Je me rappelle de deux années d’une extraordinaire abondance, 1872 et 1873. Les jeunes garçons, qui étaient partis pour faire la pêche à la truite, dans l’estuaire de la Godbout, tuèrent tellement de tacons parfois quatre ou cinq douzaines chacun en une marée que je dus intervenir pour mettre fin à leur sport.

On se pose souvent cette question : Où vont donc les tacons après avoir quitté les rivières ? Il suivent problement l’exemple de leurs aînés durant l’hiver, et s’en vont dans les eaux profondes du fleuve et du golfe Saint-Laurent, pour l’année suivante, en revenir saumoneaux (Grilse) (saumons de premier retour).
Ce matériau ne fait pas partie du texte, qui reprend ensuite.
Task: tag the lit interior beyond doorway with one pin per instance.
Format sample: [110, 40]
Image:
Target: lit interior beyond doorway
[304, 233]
Durant les mois d’été et d’automne, ils ne vont pas courir loin des grèves, mais, dans une certaine mesure, ils semblent suivre le hareng et s’associer à eux. Le fait est malheureux, car des centaines et, en certaines années, des milliers se trouvent pris dans les filets au hareng. Les pêcheurs de la côte les appellent ouananiche. On s’en sert surtout à l’état frais, soit comme aliment ou comme appât, mais quelquefois on les met en salaison. Un jour, j’en vis trois barils offerts en vente sur le marché de Québec, sous le nom de ouananiche. Je laissai savoir à M. Eutrope Grenier, alors inspecteur du poisson à Québec, ce qu’ils étaient réellement, et je lui conseillai d’avertir ceux qui en achèteraient, qu’ils s’exposaient à payer une amende. Nombre de pêcheurs de hareng d’aujourd’hui savent que ce sont des Smolts ou saumoneaux mais ils ne peuvent éviter d’en prendre dans les filets qu’il leur faut tendre tout de même. En octobre leur poids varie entre une demi-livre et une livre et demie.

Le Grilse ou saumoneau commence à entrer dans nos rivières vers la fin de juin et continue de s’y ébattre jusque vers la mi-septembre. J’ai été très surpris de lire qu’en Norvège l’on en prend au filet, avec le saumon, de grandes quantités. Il est à peine croyable que des pêcheurs soient aussi peu prévoyants pour se servir, et qu’il y ait un gouvernement qui en tolère l’usage, de filets à mailles étroites favorisant cette capture. Au Canada, la maille réglementaire mesure cinq pouces d’ouverture ; elle est assez grande pour permettre au saumoneau d’en entrer et d’y sortir, mais assez étroite pour y retenir un poisson de huit livres. Les pêcheurs intelligents ont constaté par expériences qu’une maille de cinq pouces est trop petite, et presque tous maintenant se servent de filets à mailles de six à sept pouces et demi. Un filet à mailles de pareilles proportions ne peut capturer de poisson au dessous de neuf ou dix livres.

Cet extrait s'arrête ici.